Hunting has changed a lot over the past 50 years. There are a lot of reasons ranging from cost and opportunity to simply a desire to do something different. Technology has had an impact as well. No longer is a day of deer hunting confined to sitting on a 2X6 nailed to two tree limbs, or is duck hunting defined as standing waist deep in frigid water in leaky, non-insulated waders.
Those who do not hunt, especially those who do not know hunters, cannot wrap their head around the importance of hunting to the men and women who annually buy a license.
Of course it is different for everyone. For some, it is a tradition not unlike Thanksgiving meals and football. For some, it is the challenge whether it is training dogs for the hunt, practicing management for deer or just pushing through a physical challenge. For others it is the escape from a cubicle to somewhere, anywhere where they can watch the sun rise and set.

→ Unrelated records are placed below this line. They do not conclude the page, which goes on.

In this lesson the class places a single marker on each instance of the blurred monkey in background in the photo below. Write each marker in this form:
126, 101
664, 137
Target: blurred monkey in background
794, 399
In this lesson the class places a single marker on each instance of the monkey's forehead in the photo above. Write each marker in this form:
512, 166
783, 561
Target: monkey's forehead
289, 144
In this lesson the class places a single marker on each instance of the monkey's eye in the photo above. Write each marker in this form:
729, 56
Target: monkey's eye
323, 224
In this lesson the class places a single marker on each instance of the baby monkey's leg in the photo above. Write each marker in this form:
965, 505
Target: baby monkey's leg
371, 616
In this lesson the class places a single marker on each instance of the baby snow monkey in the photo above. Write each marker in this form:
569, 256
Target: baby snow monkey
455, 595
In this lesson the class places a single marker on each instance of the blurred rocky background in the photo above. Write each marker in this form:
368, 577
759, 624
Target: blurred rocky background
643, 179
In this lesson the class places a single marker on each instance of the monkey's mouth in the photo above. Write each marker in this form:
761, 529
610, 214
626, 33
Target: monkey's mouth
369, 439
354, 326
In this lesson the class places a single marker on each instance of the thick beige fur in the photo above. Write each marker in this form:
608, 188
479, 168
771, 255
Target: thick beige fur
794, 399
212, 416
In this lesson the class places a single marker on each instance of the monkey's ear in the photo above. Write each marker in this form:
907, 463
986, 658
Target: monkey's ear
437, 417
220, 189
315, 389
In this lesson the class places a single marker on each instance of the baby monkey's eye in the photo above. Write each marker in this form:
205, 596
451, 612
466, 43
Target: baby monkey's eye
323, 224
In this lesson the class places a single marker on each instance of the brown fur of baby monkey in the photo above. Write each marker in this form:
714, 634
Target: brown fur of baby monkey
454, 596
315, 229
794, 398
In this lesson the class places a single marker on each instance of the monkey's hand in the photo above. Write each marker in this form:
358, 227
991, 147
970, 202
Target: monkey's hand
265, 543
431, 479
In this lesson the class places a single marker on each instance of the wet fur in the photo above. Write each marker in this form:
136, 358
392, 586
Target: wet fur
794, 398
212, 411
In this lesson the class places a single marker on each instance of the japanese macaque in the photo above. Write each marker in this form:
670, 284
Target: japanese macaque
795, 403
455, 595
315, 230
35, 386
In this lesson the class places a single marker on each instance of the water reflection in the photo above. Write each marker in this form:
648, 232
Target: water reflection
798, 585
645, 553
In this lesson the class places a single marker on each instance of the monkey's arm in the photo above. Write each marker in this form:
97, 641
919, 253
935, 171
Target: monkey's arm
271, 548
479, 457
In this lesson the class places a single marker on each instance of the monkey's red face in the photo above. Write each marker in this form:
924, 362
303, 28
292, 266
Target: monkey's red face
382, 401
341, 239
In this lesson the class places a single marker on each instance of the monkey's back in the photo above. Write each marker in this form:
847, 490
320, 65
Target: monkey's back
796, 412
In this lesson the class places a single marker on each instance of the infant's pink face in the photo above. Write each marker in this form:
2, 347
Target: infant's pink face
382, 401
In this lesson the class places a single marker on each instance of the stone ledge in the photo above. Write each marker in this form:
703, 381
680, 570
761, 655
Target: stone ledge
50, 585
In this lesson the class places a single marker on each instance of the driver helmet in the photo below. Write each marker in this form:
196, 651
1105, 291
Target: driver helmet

In 1944, Spanish philosopher Jose Ortega y Gasset wrote one of my favorite quotes about hunting. “In our rather stupid time, hunting is belittled and misunderstood, many refusing to see it for the vital vacation from the human condition that it is, or to acknowledge that the hunter does not hunt in order to kill; on the contrary, he kills in order to have hunted.”
Even then, at least in Europe, it seems modern man had forgotten the role and importance of hunting. Today, non-hunters in the U.S. wonder why we hunt, and especially what is often called trophy hunting. They never see the dollars spent that put a value on wildlife, the jobs created and families fed, whether it is the hunter’s family or others who receive donations of meat. Last year my family provided more than 4,200 servings of protein from venison for ourselves, friends and through Hunters for the Hungry.
And the good news is that there is a new generation getting into hunting simply for the field-to-table prospect of game for their family and friends. They represent the future of hunting and good for them.
For those who care, extremists do not threaten hunting. Their numbers are too small and they are considered, well, too extreme. The bigger threat is from the lack of recruitment and even more by not educating non-hunters about the importance of hunting to wildlife populations worldwide.
That brings up another favorite quote, “I am a hunter. I love animals.”